Летом прошлого года, готовя радиопередачу, мы посетили один из этих лагерей. Он представлял собой ряд палаток на возвышенном месте в прохладном лесу, в ста шагах от моря. Повсюду слышались пронзительные детские голоса, крики, смех и гремевшие по лесу песни. Мы познакомились там с поварихой Араксией. Её семья была единственной в Набране армянской семьёй. Перебрались они сюда из Сумгаита из-за больной дочки. И Араксия, и её муж Саргис, щуплый человек с совершенно чёрными, несмотря на возраст, волосами, строитель, штукатур по профессии, знали моего отца. Тоже карабахские, в пятидесятые годы они приехали в Сумгаит по набору. В Набране у них был дом, в гостеприимном этом доме мы и жили в те дни. Мы подружились, и на прощанье Араксия сказала: «Приезжайте, когда захотите, считайте, что едете к себе домой».
Вот о ком я вспомнил, когда Рена сказала, что хотела бы вновь очутиться там, где есть море, а помимо того — лес, дремучий лес, и чтоб он был невдалеке от моря. Но я молчал, хотелось преподнести Рене сюрприз. Промолчал я также, что покупаю машину, деньги уже внесены; рассчитывал поехать в Набран с ней на машине, если, конечно, Рене позволят домашние. Со своим близким другом Робертом, которого знал ещё в деревенском своём детстве (его сестра Мария, необычайно доброе, как мать, обходительное и мягкое божье создание, была моей учительницей в деревенской школе, и летом Роберт приезжал из Баку в деревню), мы отправились на узловую железнодорожную станцию в бакинском пригороде Баладжары — получать машину.
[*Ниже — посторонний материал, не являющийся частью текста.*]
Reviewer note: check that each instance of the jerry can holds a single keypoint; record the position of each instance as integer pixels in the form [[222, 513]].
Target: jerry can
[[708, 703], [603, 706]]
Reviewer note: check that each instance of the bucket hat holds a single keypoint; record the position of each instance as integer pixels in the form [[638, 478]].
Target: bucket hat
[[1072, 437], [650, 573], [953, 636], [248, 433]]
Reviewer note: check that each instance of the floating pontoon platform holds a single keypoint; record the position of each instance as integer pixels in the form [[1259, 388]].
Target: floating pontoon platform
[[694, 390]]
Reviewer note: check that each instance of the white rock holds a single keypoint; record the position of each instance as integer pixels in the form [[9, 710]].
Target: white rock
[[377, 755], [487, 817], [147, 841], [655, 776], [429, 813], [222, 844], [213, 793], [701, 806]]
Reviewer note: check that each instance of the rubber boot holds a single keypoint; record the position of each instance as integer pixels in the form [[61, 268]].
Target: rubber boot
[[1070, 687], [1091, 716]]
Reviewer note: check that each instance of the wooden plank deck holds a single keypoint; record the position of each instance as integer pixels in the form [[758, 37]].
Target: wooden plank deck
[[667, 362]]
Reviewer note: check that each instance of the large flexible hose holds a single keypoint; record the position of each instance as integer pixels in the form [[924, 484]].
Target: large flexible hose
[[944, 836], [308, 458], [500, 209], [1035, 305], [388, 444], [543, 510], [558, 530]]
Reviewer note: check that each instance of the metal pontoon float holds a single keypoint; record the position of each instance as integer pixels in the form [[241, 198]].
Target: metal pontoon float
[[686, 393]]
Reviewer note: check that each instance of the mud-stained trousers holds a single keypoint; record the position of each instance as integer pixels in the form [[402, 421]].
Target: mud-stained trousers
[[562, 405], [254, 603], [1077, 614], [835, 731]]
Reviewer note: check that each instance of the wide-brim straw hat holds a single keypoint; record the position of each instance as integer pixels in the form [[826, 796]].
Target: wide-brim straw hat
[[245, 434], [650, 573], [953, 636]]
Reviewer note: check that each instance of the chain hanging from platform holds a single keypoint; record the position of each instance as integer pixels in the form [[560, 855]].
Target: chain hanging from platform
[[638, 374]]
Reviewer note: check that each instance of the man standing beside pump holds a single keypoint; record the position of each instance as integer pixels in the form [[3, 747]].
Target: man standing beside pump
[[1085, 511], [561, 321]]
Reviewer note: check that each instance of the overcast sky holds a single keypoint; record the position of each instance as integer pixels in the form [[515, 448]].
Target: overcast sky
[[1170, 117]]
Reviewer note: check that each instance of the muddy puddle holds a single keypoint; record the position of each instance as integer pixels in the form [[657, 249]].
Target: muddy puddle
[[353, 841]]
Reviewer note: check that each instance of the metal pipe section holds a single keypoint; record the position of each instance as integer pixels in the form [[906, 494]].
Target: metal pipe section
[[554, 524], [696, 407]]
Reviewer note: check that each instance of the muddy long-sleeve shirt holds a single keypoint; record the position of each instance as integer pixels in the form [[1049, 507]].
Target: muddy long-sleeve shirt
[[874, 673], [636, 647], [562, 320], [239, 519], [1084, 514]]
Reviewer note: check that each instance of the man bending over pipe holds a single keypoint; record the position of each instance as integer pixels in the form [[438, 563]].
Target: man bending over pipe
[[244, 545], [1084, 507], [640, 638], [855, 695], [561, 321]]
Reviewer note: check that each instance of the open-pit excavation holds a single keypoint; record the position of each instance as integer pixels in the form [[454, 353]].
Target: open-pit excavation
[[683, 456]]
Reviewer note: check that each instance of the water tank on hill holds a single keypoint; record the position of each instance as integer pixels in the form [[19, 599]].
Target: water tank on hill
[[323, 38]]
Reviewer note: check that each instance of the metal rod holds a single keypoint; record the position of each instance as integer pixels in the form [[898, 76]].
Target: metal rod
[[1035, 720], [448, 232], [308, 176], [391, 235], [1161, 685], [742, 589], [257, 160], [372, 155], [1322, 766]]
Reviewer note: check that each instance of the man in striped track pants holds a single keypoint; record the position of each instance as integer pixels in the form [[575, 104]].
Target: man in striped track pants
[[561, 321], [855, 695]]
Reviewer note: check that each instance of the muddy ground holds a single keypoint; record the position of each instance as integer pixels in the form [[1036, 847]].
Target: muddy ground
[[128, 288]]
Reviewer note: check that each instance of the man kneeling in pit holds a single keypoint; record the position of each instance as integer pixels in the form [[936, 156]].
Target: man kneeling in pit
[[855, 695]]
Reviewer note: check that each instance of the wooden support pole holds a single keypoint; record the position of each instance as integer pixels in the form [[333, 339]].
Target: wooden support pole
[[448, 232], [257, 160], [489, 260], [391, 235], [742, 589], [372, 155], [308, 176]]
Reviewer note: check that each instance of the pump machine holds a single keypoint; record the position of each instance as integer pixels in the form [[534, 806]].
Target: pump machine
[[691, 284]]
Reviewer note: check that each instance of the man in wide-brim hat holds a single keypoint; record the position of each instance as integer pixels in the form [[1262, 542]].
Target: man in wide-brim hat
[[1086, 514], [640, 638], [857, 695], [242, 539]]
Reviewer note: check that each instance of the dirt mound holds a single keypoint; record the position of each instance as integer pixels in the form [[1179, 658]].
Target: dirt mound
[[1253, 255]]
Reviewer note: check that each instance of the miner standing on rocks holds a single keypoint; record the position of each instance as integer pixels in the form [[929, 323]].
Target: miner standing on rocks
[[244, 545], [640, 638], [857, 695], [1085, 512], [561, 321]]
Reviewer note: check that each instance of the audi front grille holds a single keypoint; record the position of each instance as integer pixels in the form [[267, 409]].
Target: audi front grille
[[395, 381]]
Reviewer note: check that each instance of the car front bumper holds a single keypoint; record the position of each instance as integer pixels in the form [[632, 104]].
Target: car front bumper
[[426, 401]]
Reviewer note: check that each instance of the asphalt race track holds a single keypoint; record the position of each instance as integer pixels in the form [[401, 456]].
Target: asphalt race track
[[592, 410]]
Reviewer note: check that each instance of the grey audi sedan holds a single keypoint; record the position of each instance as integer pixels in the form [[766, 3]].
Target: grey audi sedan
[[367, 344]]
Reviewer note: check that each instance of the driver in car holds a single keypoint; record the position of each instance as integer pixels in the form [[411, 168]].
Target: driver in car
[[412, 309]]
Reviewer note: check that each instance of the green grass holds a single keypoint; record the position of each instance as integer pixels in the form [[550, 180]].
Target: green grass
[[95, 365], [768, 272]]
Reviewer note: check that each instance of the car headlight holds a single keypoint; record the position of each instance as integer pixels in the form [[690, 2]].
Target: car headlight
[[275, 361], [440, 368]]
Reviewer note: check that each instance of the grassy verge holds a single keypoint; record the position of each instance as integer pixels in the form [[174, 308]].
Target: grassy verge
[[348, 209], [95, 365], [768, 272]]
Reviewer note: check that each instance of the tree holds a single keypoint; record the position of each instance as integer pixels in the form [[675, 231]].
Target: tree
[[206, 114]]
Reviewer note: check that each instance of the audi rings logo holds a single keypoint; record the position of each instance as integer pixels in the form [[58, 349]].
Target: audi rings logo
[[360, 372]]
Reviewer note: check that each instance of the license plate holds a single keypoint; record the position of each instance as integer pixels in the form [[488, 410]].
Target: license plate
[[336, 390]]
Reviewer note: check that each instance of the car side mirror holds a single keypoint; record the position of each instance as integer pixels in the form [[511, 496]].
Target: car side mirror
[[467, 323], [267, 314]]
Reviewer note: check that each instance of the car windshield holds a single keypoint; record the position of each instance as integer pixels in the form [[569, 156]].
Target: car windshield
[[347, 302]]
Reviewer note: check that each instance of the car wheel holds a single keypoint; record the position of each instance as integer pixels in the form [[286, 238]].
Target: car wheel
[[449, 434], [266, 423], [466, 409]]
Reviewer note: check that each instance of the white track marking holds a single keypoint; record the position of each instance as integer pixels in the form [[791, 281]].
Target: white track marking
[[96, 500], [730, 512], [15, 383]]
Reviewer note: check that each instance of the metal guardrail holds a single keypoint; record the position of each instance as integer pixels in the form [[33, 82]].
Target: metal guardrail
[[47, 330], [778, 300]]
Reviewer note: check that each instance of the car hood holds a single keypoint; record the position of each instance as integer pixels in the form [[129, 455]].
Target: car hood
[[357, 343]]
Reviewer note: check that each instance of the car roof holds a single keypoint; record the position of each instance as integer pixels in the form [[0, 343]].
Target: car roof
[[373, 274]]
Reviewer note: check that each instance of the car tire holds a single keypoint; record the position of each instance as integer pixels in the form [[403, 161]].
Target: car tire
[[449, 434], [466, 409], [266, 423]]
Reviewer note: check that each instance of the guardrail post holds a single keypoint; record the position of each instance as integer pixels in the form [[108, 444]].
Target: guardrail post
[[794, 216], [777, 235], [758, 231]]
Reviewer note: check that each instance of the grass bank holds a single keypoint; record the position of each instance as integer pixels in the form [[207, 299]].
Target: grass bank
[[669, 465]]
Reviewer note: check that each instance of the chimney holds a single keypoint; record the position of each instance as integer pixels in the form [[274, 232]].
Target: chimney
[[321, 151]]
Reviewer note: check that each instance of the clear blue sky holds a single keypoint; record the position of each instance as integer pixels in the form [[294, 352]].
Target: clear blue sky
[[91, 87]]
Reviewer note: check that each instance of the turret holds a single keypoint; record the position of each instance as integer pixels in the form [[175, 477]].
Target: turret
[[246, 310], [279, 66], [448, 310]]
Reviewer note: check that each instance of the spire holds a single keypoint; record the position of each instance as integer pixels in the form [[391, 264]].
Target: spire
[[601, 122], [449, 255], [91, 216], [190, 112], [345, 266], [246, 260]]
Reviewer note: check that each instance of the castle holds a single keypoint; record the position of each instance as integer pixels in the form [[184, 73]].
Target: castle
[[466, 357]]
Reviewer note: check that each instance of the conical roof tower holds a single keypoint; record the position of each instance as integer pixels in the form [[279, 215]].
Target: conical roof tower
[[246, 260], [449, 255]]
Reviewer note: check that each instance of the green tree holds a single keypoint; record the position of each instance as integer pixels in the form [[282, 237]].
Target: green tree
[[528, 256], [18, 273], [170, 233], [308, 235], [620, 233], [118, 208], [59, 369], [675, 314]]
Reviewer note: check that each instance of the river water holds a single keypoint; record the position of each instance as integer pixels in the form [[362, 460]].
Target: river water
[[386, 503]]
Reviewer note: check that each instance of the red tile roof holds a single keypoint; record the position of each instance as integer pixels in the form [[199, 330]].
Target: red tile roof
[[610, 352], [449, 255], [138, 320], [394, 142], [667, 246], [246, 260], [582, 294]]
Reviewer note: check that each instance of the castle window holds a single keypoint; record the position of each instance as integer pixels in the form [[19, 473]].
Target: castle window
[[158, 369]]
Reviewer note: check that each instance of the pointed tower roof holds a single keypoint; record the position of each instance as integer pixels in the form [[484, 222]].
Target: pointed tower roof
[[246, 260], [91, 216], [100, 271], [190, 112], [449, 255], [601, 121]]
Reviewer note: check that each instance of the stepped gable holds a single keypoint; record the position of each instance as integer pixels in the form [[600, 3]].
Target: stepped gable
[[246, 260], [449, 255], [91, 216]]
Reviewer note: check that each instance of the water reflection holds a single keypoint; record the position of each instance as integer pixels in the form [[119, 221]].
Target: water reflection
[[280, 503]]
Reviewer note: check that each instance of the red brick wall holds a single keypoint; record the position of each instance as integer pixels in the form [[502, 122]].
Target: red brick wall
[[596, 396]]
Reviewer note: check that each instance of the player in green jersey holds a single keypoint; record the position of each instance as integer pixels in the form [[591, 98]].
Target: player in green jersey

Но цвета, который я облюбовал, не было, все «Волги» были чёрные, а мне чёрной не хотелось; мы условились обождать, вскоре должна была поступить новая партия. Я беспокоился, потому что лето кончалось, ещё немного — в институте начнутся занятия, тогда Рена не сможет поехать со мной в Набран.
— Чего ты тревожишься, братан? — с трогательным воодушевлением воскликнул Роберт. — Я на своём звере-«жигуле» домчу вас дотуда за два, от силы за два с половиной часа.
— Ну а я обещаю тебе шашлык четырёх видов, — обрадовался я, — из свинины, ягнятины, севрюжины и осетрины.
— Меня больше занимает выпивка.
— Ты какую предпочитаешь? Куплю тебе любую.
Деловитый, подвижный, как ртуть, Роберт оказался в замешательстве.
— Значит, едем. Итак, — он придал озабоченное выражение лицу, — мы народ скромный, ограничимся малым — шашлык из ягнёнка и севрюги. Осетрина чересчур жирная, а свиной шашлык летом — не стоит. Короче говоря, братец, жду твоего звонка.
Рене удалось уговорить свою двоюродную сестру Дилару (та жила в Бинагадах, одном из отдалённых предместий города и, к счастью, без телефона, так что проверить было нельзя) позвонить с работы Рениной матери и попросить, чтобы Рена на день осталась у неё. Мать хоть и с неудовольствием, но согласилась, поставив условие — чтобы Рена была дома не позже восьми вечера в воскресенье.